As my baby grew into a toddler, she showed me how unimportant time was. I had spent a lifetime watching the clock, and what I did depended on what time it was. Except parenting! Life became more about periods of time, rather than the actual time (but it took years to figure that out). I still left it too late to make appointments on time and had to rush to get there, but the good thing was that I felt how yucky that was.

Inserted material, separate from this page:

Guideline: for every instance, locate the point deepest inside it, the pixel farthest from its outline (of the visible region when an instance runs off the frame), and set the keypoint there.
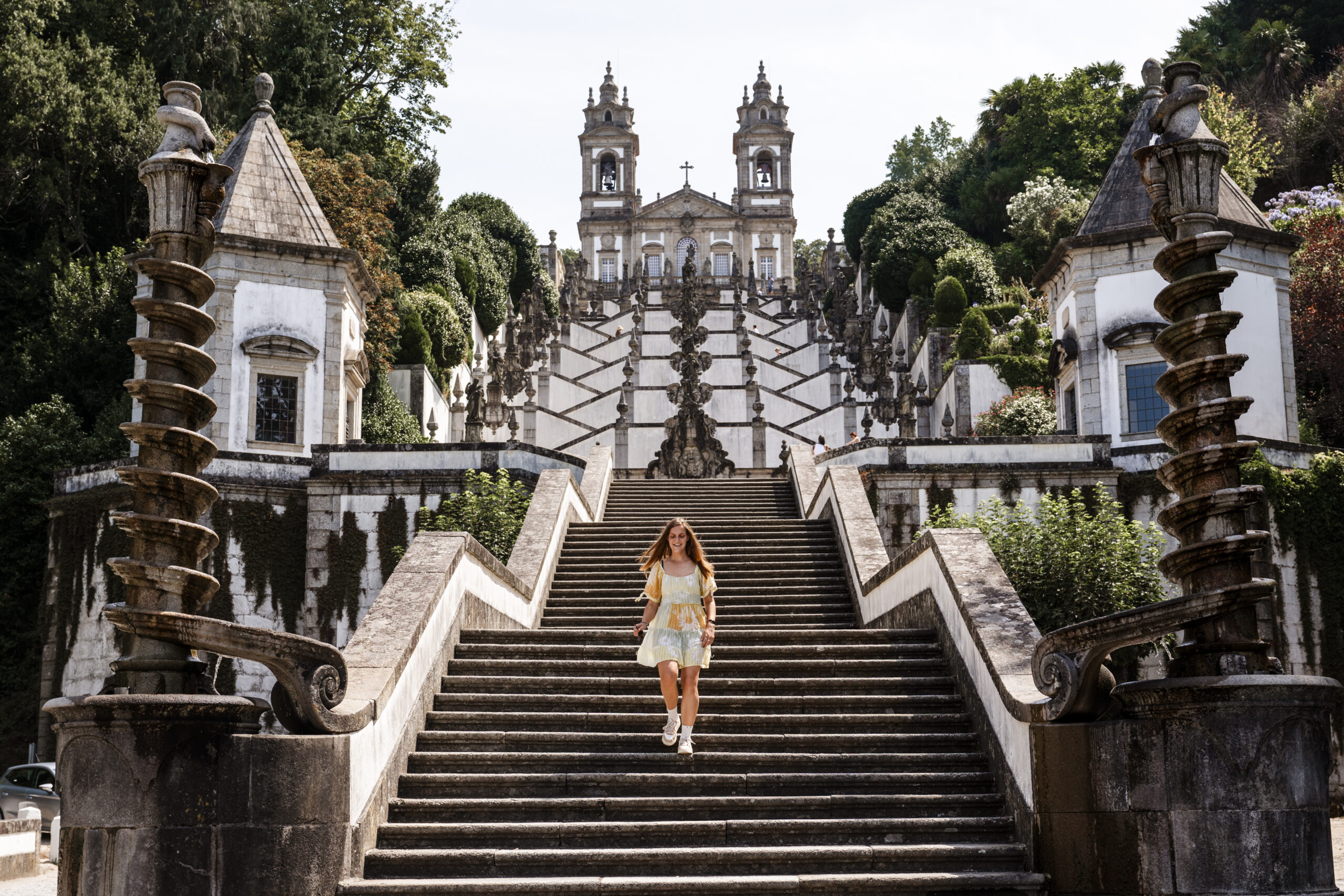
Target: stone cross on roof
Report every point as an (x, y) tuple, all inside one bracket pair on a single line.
[(268, 196)]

When making school lunches, I noticed when I looked at the clock and saw I was running short of time, my body immediately reacted and sped up. The blueberries started dropping onto the ground, the Cruskit broke from pressing too hard with my knife, I felt butterflies in my tummy, my chest felt constricted, my voice became louder, my brain started listing all the things I need to do, now. Talk about ‘feeling it in your body’! I noticed I became irritated, busier, flustered and stressed when I rushed. I dropped things, cut myself, bumped into things; my shins always had a bruise on them somewhere. When I rushed my toddler, she fell over – every time. Then there were the tears, grazes, blood, Bandaids, more lateness and even more rushing. My then 4 year-old daughter even said, “Mummy, when you rush me, you take me out of love.” I knew it didn’t work, but the rushing was so ingrained, I didn’t know how to change it.

A couple of years ago, I started listening to Serge Benhayon’s gentle breath meditation. The first time I heard it, I knew this was it. I have listened to many guided meditations over the last 2 decades, and they did help, but only for the duration of the tape, and maybe a few hours after it. There never was any lasting change. But with the gentle breath meditation, I felt gentleness and calm sweep through my body. My heart felt slower, it felt like my blood was reaching the far corners of my body finally, and not just straight up and down the middle.

I finally started to set my alarm early, giving myself over an hour to get ready, actually looking into a mirror, actually doing my hair, sitting down (not in a car seat) to eat breakfast. And it feels great! I have noticed that once I start not rushing, I am so much more gentle and present with myself, and everyone around me. At first I wondered if I was now being inefficient by not multi-tasking, but I have come to realise that I don’t need to make breakfasts and lunches at the same time – I can do them one at a time and it takes just the same length of time, and I come out feeling the same calm, smooth, still person I was as I went into making them. I now choose to drive the simplest route to work (not the shortest), with the traffic lights and hope I get stopped so I can just be for a few seconds!